As the gap between diagnostic and medical intervention shrinks, clinical lab scientists are the unsung heroes of our health professions and in our fight against pandemics. At ACPHS, we are proud of our Clinical Laboratory Sciences (CLS) program. Last year, our licensing exam pass rate and job placement rate were both 100%. This year, we have twice the number of applicants to our MSc CLS program and have the capacity to double this program. CLS has blossomed into a systems science. Historically, it was divided into separate disciplines including histology, cytology and biochemical diagnostics. Now our students learn the integration and complementarity of these fields; the importance of diagnostics in the practice of medicine; and why care and precision are essential in executing their profession.
I never thought we would see public health professionals as today's action heroes, but they are on the front lines in our battle against the current pandemic. The epidemiological premise of "flattening the curve" to "stop the spread" is not only becoming part of our daily parlance, but is expanding our understanding of the significant role public health plays in protecting our communities. Two years ago, when ACPHS created its newest department, the Department of Population Health Sciences, we developed a program to educate future practitioners. Our students learn about the quantitative, statistical side of epidemics while at the same time are attuned to the social determinants of health. Borrowing on the pharmacy model, the Collaboratory was opened as a practice site for public health students. We need public health professionals today as social interventions are becoming as important as medical interventions in improving health outcomes.

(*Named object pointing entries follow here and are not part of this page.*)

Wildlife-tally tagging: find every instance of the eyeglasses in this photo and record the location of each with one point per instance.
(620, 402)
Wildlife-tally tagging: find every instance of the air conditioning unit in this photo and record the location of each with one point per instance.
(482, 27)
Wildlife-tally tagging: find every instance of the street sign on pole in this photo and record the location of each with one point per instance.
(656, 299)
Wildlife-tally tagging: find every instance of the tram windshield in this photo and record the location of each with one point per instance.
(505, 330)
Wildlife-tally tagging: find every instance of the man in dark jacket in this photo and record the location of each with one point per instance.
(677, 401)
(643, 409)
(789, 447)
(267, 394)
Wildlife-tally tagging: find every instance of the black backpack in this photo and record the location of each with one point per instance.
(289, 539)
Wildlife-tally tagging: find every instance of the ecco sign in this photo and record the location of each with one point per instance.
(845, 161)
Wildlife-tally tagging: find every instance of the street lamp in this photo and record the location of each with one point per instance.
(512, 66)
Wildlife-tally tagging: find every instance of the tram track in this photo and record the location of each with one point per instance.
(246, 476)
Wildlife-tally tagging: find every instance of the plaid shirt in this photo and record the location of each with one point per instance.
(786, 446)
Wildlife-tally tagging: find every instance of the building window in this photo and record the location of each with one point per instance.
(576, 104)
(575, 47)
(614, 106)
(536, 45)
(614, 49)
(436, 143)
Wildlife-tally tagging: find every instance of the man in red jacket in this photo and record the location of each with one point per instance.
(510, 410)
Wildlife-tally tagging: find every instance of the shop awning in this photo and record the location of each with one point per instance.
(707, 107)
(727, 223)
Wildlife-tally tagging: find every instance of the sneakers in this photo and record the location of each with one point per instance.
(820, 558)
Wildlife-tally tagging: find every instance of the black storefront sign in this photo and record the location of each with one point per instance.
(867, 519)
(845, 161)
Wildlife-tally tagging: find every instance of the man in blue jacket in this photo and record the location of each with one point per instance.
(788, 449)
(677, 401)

Our latest initiative, the Center for Biopharmaceutical Education and Training (CBET) will create a pathway to the pharmaceutical industry for our microbiology and pharmaceutical science students. CBET, the Pharmaceutical Sciences Department and the Microbiology program will be launching a one-year Professional Science Master's program to give students, alumni and current professionals hands-on experience in biopharmaceutical manufacturing, gene and cell-based therapies. These programs are timely because of the growth of biopharmaceuticals - large proteins made from recombinant DNA technology. I should also point out one of the most important products of bioprocess engineering - vaccines. We have expertise in both virology and bioprocessing, allowing us to introduce vaccine manufacturing into CBET's offerings which is particularly timely as pharmaceutical companies around the globe race to develop a vaccine for COVID-19.

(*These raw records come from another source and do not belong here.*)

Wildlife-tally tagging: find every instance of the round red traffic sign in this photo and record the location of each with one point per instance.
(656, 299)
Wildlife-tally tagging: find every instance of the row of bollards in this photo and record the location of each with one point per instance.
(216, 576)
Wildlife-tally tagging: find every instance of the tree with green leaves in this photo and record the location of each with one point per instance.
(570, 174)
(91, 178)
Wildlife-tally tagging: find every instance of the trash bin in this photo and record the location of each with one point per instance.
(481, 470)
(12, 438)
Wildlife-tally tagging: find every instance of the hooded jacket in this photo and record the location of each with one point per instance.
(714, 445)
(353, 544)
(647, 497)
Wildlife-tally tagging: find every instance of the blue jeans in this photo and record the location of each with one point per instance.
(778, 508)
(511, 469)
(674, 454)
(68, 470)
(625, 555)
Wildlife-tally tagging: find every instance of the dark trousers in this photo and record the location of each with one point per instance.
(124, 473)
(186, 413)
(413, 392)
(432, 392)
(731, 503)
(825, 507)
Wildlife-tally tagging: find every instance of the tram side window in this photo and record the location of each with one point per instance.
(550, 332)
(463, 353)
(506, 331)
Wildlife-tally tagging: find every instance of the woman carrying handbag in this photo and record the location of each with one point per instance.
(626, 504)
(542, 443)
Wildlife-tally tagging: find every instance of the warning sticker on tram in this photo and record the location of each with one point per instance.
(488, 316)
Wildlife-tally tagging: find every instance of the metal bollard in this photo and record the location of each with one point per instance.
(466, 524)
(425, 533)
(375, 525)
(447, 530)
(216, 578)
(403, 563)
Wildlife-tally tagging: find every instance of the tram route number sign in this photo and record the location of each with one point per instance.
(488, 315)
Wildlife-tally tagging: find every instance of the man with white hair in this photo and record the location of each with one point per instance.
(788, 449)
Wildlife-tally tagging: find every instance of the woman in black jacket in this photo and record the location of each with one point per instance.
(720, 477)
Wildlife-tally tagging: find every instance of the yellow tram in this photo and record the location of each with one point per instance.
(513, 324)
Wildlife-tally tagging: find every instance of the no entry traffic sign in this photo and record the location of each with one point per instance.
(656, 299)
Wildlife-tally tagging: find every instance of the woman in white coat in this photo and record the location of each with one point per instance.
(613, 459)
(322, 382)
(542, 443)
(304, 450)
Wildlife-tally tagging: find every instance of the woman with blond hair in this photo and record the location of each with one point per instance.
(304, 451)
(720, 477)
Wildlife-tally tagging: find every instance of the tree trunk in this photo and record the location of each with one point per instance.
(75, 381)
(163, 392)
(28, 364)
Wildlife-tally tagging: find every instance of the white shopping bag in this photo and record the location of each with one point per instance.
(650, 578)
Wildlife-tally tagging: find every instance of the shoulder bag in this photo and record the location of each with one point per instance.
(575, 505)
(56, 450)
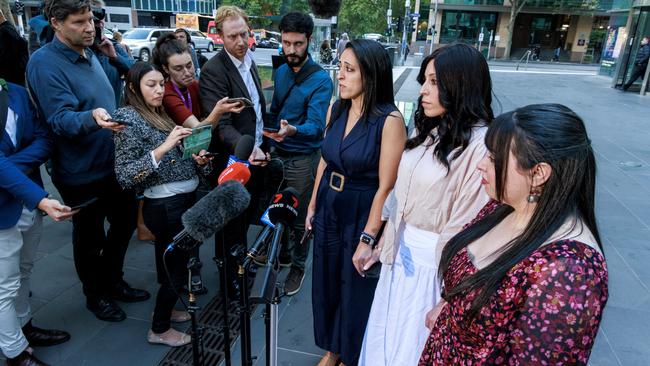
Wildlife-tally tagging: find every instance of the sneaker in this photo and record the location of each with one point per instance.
(293, 282)
(285, 261)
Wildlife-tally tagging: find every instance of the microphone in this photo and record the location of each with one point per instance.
(243, 150)
(236, 171)
(325, 8)
(210, 214)
(283, 211)
(284, 208)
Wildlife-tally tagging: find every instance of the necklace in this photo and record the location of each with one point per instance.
(188, 102)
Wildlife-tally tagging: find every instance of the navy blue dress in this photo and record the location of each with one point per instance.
(341, 298)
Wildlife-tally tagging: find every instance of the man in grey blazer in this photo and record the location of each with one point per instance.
(232, 73)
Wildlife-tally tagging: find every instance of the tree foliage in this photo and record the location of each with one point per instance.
(365, 16)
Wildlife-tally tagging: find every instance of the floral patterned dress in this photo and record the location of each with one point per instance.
(546, 312)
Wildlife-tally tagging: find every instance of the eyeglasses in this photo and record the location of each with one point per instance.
(99, 14)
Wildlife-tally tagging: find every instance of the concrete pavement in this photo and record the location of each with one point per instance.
(617, 126)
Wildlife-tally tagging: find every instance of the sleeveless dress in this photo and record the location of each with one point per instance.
(341, 298)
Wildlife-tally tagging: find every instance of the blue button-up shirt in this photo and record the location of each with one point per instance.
(305, 108)
(68, 87)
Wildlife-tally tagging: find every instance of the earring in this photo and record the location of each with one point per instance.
(533, 197)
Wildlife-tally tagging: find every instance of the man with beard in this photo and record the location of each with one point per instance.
(303, 91)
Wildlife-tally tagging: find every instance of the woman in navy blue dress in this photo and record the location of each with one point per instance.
(361, 151)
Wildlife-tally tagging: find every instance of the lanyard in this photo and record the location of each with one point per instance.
(188, 102)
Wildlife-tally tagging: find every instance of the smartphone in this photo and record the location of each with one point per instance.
(245, 101)
(98, 36)
(374, 270)
(84, 204)
(119, 122)
(271, 129)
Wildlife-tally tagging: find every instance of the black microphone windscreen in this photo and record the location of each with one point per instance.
(212, 212)
(244, 147)
(325, 8)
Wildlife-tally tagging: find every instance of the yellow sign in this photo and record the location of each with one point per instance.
(190, 21)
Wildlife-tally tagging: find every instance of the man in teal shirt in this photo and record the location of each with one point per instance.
(303, 91)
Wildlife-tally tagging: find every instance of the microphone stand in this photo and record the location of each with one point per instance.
(245, 262)
(195, 284)
(271, 308)
(223, 269)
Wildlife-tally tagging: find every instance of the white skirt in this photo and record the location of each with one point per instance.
(406, 291)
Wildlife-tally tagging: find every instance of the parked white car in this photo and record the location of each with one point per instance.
(142, 41)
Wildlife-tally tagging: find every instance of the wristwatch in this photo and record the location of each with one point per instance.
(367, 239)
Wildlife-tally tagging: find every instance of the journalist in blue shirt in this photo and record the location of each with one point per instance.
(76, 96)
(25, 144)
(303, 91)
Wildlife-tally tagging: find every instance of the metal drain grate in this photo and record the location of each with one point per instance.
(211, 319)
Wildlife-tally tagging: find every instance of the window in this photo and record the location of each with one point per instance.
(466, 26)
(119, 18)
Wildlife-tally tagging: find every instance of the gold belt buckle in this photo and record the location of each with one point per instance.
(338, 188)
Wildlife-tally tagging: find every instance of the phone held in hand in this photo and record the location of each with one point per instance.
(120, 122)
(84, 204)
(245, 101)
(373, 271)
(209, 155)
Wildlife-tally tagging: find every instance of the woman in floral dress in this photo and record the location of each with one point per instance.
(526, 281)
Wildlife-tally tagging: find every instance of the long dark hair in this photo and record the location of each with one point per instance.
(376, 76)
(166, 46)
(133, 97)
(539, 133)
(464, 90)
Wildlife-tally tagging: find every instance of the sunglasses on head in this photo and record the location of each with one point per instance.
(99, 14)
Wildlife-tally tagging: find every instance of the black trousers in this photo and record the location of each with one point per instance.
(163, 217)
(99, 253)
(236, 231)
(637, 72)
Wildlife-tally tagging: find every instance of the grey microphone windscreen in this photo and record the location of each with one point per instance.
(244, 147)
(325, 8)
(212, 212)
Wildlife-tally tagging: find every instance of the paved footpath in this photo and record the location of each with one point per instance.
(617, 126)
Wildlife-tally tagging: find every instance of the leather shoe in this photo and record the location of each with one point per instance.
(106, 309)
(25, 359)
(38, 337)
(125, 293)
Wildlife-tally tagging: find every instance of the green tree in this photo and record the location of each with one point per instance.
(6, 11)
(365, 16)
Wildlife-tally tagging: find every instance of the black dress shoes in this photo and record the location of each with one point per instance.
(125, 293)
(106, 310)
(38, 337)
(25, 359)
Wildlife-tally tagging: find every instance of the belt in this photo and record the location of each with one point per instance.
(291, 154)
(338, 182)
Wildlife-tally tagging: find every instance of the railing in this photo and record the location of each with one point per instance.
(525, 56)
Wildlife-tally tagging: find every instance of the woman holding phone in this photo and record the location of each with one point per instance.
(181, 99)
(149, 159)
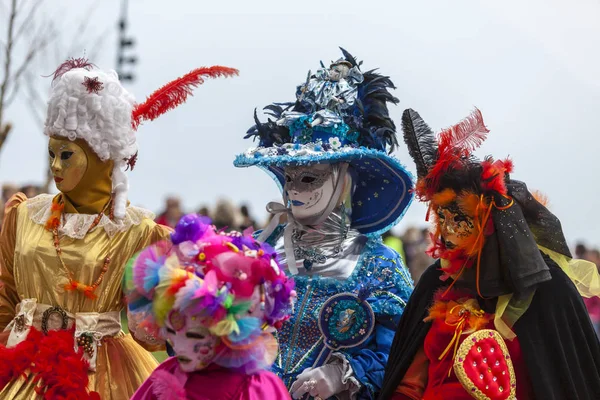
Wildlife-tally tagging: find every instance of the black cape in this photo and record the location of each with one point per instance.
(559, 345)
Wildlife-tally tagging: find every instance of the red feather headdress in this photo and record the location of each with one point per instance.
(175, 93)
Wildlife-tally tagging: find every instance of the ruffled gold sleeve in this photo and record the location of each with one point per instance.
(8, 292)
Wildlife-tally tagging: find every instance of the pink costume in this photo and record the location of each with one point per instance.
(212, 383)
(216, 298)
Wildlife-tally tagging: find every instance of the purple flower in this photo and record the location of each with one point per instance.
(190, 227)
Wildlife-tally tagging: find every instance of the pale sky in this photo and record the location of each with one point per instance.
(532, 68)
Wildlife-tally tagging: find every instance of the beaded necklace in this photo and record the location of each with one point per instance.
(53, 224)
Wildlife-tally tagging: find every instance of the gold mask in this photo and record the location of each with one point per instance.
(68, 163)
(85, 181)
(456, 227)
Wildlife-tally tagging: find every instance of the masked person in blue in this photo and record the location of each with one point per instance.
(329, 154)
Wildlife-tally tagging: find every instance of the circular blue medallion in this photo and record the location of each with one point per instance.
(345, 321)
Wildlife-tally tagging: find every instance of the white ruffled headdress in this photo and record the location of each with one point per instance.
(90, 104)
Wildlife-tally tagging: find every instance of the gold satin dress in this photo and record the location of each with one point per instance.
(31, 269)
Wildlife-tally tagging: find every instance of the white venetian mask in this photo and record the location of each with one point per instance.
(194, 345)
(309, 189)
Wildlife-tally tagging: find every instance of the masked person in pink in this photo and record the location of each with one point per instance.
(216, 299)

In this time of crisis, we see our healthcare system under enormous stress. At the same time, we have a great untapped resource of healthcare professionals - pharmacists. It is much easier and more convenient to find a pharmacist than to find a primary care physician, and our students are educated to do so much more than the current scope of practice of pharmacy. During this pandemic, pharmacists could be testing, counseling and vaccinating. Although we educate our pharmacists for a spectrum of specialties and our students go on to fulfilling careers in a range of practice settings, our healthcare system does not fully utilize the great talent base we provide each year through our graduating class. We need to promote the advanced services that pharmacists can offer and advocate that pharmacists be given provider status. Not just during this pandemic, but from here on out. I am hopeful that one silver lining of this crisis is that as pharmacists fight this pandemic on the front lines, the public and policymakers will gain a greater appreciation of the critical role they have, and be open to expanding their role in our healthcare system.
Our pre-professional tracks at ACPHS are another option for students interested in healthcare careers. Grounded in health sciences, humanities and research, these tracks prepare students for a variety of next steps including medical school, physician assistant programs, dental school and much more.
Infectious diseases will always be with us and will require an ongoing research effort to confront each generation of diseases. ACPHS faculty continue to make valuable contributions to this effort. The Department of Pharmacy Practice has a cohort of faculty interested in antibiotic drug resistance with a focus on personalized patient care strategies. In the Department of Clinical and Basic Sciences, federally funded research seeks to understand the basic cellular mechanisms that give rise to drug resistance.
We are living in a time of crisis. During crises, we learn to appreciate many things that we previously took for granted. Crises test our value system and make us reassess what is most important to us. For ACPHS, it's our mission to educate the next generation of leaders to improve the health of society.
This pandemic has heightened focus on those professional skills that are needed to protect the health of our society. Our assortment of programs is particularly well suited to not only improve the health of society, but to also protect society against pandemics like the current one. Rather than being overwhelmed by the challenges of the current crisis, we should take heart and find it affirming that the world needs our students now more than ever.